A Personal Touch

--

Force Touch is coming to a device near you and it’s going to change everything.

Force Touch and Taptic Engine are going to bring with them a whole new dimension to the touch screen experience.

Mobile devices like the Blackberry started out with buttons, physical buttons, that ensured the user that some kind of input was happening on this strangely powerful new micro computer. Mobile training wheels if you will.

When the iPhone landed many saw the touch screen as intimidating and awkward to use. Touching a flat surface to complete complex tasks wasn't natural for human beings, people needed physical feedback and confirmation that what they have done has indeed been done.

Force Touch and Taptic Engine will now allow the touch screen to have a dimension that not only provides physical feedback of each interaction but will allow us to drill down even deeper into an interface that until now was relatively flat and unresponsive.

Google’s Material Design was a nice attempt at using animation along with depth and shadows to simulate a layered experience but lacks the one attribute that truly brings that depth to life.

With ForceTouch Apple precisely honed in on a new way to touch and receive feedback, adding new actions to a button or an object on a touch screen and the ability to apply physics to them so that it precisely returns the right “feel” to the user.

I am admittedly not a huge fan of the Apple Watch and think it has a long way to go before it really has true value the way our phones do. But the one thing that continuously blows my mind is the potential around Force Touch coupled with the Taptic Engine. The way I can now press down on my tiny little screen and access a menu or object from a seemingly new dimension of the interface that hadn’t existed before.

This tugs at my curiosity and challenges me to think about what the new iPhone and iPad will bring in the form of ForceTouch, how social interactions will benefit from this new feature and how everyday apps will expand from the ability to get closer to the experience.

My mind swirls with a million ideas and the desire to experiment with scenarios where Force Touch will change how we use our mobile devices.

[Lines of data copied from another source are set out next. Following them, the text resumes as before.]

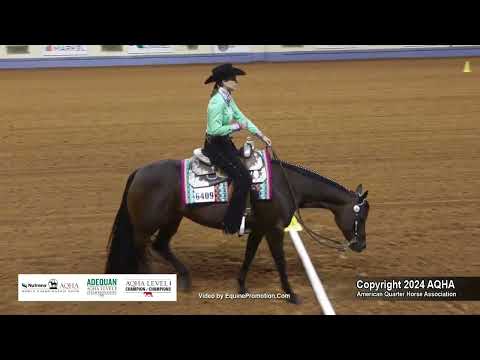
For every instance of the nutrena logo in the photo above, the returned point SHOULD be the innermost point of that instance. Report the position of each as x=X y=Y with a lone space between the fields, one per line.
x=100 y=282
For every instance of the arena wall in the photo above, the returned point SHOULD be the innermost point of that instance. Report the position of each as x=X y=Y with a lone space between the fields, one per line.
x=40 y=56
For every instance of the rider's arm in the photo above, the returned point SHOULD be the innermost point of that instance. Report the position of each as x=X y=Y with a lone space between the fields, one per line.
x=238 y=116
x=215 y=124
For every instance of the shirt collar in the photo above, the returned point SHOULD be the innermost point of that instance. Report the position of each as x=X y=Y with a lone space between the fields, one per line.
x=225 y=94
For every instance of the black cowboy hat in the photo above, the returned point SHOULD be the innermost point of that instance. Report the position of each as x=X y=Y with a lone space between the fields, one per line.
x=224 y=72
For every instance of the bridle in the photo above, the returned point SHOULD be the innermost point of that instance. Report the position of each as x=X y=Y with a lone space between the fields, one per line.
x=320 y=239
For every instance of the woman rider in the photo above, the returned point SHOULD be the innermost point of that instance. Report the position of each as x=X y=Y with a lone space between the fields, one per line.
x=225 y=118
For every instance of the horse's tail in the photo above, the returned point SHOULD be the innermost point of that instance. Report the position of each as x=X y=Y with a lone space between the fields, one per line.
x=121 y=248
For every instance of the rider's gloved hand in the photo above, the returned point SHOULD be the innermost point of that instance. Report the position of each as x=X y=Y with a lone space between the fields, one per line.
x=267 y=141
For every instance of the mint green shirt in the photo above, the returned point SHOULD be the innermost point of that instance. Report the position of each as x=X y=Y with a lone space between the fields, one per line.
x=220 y=114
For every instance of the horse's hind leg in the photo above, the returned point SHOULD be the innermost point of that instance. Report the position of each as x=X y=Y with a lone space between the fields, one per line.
x=252 y=245
x=141 y=240
x=162 y=245
x=275 y=243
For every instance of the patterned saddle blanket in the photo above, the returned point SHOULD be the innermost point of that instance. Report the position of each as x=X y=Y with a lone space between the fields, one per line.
x=202 y=182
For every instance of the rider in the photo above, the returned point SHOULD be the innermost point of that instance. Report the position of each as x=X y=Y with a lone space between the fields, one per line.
x=225 y=118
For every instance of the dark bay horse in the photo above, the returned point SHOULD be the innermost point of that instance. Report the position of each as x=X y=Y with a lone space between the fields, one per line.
x=152 y=203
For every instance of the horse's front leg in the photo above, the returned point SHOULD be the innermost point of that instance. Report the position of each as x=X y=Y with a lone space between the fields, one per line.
x=275 y=243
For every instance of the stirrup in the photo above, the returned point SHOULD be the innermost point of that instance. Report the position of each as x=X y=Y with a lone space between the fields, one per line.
x=243 y=229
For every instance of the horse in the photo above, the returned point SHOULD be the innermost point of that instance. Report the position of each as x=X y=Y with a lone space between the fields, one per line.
x=152 y=209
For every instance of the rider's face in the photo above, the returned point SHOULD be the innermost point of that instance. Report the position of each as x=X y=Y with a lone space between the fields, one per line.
x=231 y=84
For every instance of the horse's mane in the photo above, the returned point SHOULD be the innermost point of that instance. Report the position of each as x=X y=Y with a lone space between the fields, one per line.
x=312 y=174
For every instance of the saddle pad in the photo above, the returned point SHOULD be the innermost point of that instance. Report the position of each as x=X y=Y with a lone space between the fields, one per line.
x=194 y=190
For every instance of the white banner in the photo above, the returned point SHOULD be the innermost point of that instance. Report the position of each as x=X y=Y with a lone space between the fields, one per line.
x=227 y=49
x=65 y=50
x=149 y=49
x=97 y=287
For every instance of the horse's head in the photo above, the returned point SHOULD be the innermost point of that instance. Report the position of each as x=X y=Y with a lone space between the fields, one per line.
x=352 y=218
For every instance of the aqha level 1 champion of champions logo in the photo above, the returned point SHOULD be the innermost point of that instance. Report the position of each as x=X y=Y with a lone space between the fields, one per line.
x=148 y=287
x=102 y=287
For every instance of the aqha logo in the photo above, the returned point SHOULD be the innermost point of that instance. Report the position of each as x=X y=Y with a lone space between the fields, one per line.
x=72 y=286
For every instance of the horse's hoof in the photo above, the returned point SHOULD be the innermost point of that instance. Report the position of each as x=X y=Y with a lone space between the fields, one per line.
x=185 y=284
x=294 y=299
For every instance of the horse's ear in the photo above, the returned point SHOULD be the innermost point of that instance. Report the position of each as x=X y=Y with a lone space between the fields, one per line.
x=359 y=190
x=364 y=196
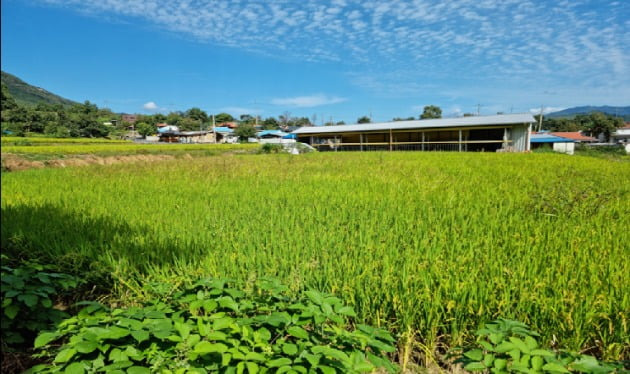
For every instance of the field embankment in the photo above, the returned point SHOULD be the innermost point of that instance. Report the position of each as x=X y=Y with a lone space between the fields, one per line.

The keyboard is obviously the one of the first place I start to imagine where this can be applied. There was obviously a very primal reason so many people bemoaned the elimination of a physical keypad on mobile devices, perhaps ForceTouch and a more precise Taptic Engine will fill that void and return those users back to their happy tappy ways… But there is so much more around the application of this new technology.

Thinking about micro interactions on social platforms where people will have a unique “feeling” as a way to respond to others. So much more emotional than an emoji. Sarcasm, anger, happiness and delight can all be interpreted through the Taptic Engine and bring even more personalization to the things we do on screen.

ForceTouch and Taptic Engine is only the beginning of what will be a much more tactile internet, an internet that responds to the touch and that can respond back with its own kind of “touch”.

Think about the next time you hit a buy button or like a friend’s picture or even swipe across a screen, perhaps the feedback you receive will indicate or initiate what is to come or even help influence decision making?

Perhaps we will start to see the emergence of a branded “taptic” that can “touch” you in a unique way when you pass by a retail location or get a push notification from a brand or a particular person.

The sky is the limit and the technology will scale fast. Now is the time to start thinking about how to utilize this new level of interaction and how to create experiences that are not only touching but that you can actually touch, and that can touch you back.